I hope he finds a good home soon! Our hands are still tied up with Molson otherwise I would consider it. Burlington is only 20 mins from us.


----------



## z24pride (May 13, 2008)

Here's the reply I received to this guy in Burlington...

RE: Reply to your "Golden Retriever to a loving home" Ad on Kijiji‏

Thank you, we have an 11 year old cat Emma, Emma has been unable to adapt in the slightest to Riley
My husband and I love Riley but just can’t sacrifice the well being of our precious Emma
Jennifer


----------



## mylissyk (Feb 25, 2007)

mm03gn said:


> Hmmm...wish I had more room, I would definitely take him! I happen to live in Burlington too...When I saw your thread name, I half expected to see an ad from my dad's GF who also lives in Burlington - her golden boy Louie is SO overweight and never gets walked, it's really sad... I was hopeful...


Melissa, any possiblity you could foster him? Maybe if you contacted the nearest rescue and offered to foster him they could take him into rescue.


----------



## z24pride (May 13, 2008)

mylissyk said:


> Melissa, any possiblity you could foster him? Maybe if you contacted the nearest rescue and offered to foster him they could take him into rescue.
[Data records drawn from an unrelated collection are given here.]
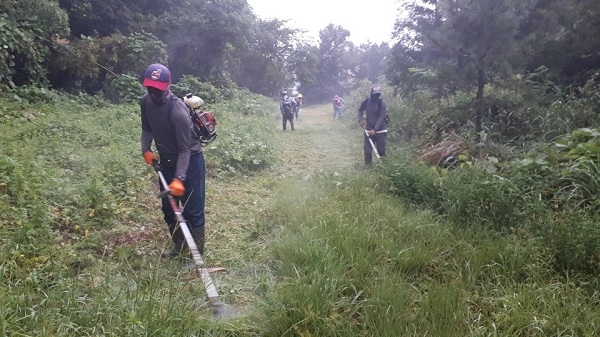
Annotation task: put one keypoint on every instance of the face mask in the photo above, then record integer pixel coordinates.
(157, 96)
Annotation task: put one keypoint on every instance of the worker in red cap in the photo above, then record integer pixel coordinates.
(166, 121)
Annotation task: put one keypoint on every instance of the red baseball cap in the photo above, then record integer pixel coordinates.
(157, 76)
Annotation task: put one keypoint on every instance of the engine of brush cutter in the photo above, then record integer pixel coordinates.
(205, 123)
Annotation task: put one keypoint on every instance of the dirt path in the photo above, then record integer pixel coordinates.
(237, 237)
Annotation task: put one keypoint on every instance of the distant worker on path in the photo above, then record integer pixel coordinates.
(375, 123)
(287, 107)
(338, 103)
(299, 101)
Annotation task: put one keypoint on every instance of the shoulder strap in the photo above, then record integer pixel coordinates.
(169, 109)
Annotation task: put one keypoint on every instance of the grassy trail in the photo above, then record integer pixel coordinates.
(237, 207)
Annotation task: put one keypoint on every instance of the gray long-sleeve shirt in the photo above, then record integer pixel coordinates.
(172, 135)
(375, 111)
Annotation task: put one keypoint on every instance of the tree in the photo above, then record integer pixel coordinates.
(268, 62)
(466, 42)
(333, 73)
(31, 31)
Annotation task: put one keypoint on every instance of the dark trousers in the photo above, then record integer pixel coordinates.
(192, 201)
(379, 139)
(288, 117)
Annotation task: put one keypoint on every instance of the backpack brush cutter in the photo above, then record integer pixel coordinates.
(218, 307)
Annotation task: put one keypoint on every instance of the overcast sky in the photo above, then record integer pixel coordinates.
(366, 20)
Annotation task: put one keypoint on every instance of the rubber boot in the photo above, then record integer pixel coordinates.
(178, 241)
(198, 235)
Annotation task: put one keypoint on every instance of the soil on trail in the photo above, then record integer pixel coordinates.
(236, 208)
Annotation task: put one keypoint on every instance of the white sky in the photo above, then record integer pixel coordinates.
(371, 20)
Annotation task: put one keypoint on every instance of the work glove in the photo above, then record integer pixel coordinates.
(150, 158)
(176, 187)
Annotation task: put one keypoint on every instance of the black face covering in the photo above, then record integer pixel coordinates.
(157, 96)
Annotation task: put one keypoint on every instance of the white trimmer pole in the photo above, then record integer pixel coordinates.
(372, 144)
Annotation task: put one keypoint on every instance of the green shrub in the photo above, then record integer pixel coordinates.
(189, 84)
(472, 197)
(123, 89)
(414, 182)
(573, 238)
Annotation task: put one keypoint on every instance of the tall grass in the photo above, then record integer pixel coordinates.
(354, 262)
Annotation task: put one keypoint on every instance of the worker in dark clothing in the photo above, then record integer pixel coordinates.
(166, 121)
(287, 105)
(372, 116)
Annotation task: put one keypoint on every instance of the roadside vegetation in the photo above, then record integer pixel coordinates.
(314, 243)
(481, 220)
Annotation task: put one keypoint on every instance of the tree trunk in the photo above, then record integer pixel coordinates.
(479, 104)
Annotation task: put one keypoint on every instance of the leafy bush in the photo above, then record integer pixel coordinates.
(473, 197)
(242, 146)
(416, 182)
(573, 238)
(189, 84)
(123, 89)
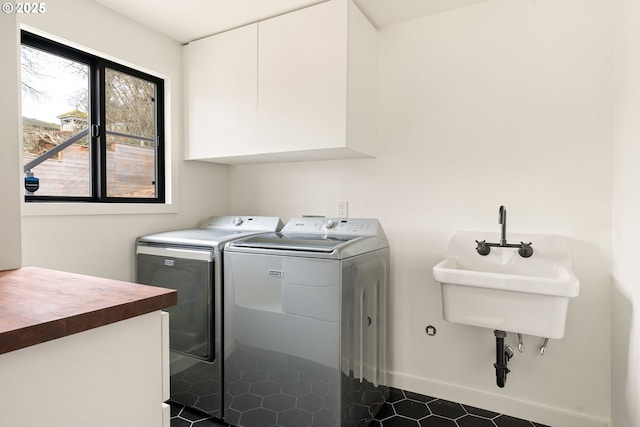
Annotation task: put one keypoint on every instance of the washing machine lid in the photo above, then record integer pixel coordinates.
(295, 242)
(194, 237)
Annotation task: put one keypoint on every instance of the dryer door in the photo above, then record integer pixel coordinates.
(190, 272)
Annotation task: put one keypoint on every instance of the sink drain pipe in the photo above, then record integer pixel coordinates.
(503, 354)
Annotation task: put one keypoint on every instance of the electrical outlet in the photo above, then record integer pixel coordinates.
(343, 209)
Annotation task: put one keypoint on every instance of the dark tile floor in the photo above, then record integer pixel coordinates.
(403, 408)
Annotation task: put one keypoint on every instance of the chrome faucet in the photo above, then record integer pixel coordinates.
(525, 250)
(502, 220)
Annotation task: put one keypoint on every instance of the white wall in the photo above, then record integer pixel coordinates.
(102, 244)
(504, 102)
(10, 253)
(625, 370)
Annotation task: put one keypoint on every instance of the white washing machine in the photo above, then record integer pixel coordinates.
(190, 261)
(306, 323)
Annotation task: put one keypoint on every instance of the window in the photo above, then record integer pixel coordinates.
(93, 130)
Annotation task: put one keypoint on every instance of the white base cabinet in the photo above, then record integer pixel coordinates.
(300, 86)
(114, 375)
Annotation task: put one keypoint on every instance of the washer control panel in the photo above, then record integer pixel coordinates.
(337, 226)
(243, 223)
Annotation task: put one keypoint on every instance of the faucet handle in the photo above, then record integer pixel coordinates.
(482, 247)
(525, 250)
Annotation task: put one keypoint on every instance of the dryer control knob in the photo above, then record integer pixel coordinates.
(329, 224)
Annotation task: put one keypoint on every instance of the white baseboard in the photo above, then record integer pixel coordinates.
(516, 408)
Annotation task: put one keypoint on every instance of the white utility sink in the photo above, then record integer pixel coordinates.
(503, 290)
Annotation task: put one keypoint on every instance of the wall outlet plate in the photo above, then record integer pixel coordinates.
(343, 209)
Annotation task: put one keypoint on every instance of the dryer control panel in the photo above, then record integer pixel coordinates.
(337, 226)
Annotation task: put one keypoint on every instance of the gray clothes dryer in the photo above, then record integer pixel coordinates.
(190, 261)
(305, 326)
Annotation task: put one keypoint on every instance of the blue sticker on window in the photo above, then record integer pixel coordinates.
(31, 184)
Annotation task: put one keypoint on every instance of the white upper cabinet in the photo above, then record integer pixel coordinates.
(221, 88)
(300, 86)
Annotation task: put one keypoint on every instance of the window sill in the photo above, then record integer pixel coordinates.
(72, 209)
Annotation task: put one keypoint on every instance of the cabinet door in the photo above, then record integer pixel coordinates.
(221, 94)
(302, 80)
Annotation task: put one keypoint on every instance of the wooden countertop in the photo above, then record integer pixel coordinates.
(38, 305)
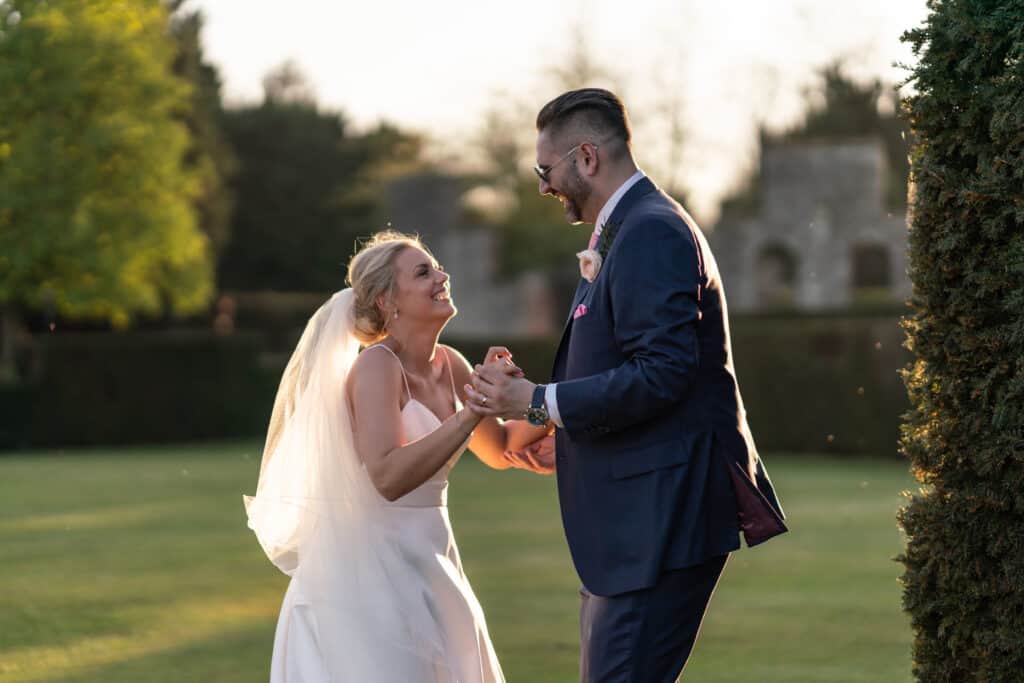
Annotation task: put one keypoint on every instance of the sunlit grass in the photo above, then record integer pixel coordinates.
(136, 565)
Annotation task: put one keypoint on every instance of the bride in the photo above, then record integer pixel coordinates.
(352, 492)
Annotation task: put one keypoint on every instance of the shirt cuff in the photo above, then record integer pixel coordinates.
(551, 402)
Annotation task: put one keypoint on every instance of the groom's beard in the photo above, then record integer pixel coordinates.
(574, 195)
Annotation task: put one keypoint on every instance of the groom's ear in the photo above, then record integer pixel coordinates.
(589, 160)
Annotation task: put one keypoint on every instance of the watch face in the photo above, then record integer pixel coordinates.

they did make a note that the dog would prefer homes with no other cats or dogs....


----------



## Karen519 (Aug 21, 2006)

*Yes*

YES MAYBE if you could foster him a rescue would take him.

Riley is a beauty!!!


----------



## mm03gn (Sep 24, 2008)

I don't think that would be possible unfortunately... We're currently living in a basement apartment - saving for a house. Space is already pretty tight. I'm not sure if DH would go for it. You know what though, I might just talk to my dad about this guy. (He lives upstairs...) We always talk about how he should get a dog of his own... and lately he's been seeming more into that idea, especially when he comes to the realization that we WILL be moving out one day, and NO we will not leave one of the dogs for him!


----------



## Katie "Bird" (May 19, 2009)

So what happened? Any updates?


----------



## sareza (Apr 9, 2009)

Looks like the ad has been removed. Hopefully a good home has been found for Riley!:crossfing


----------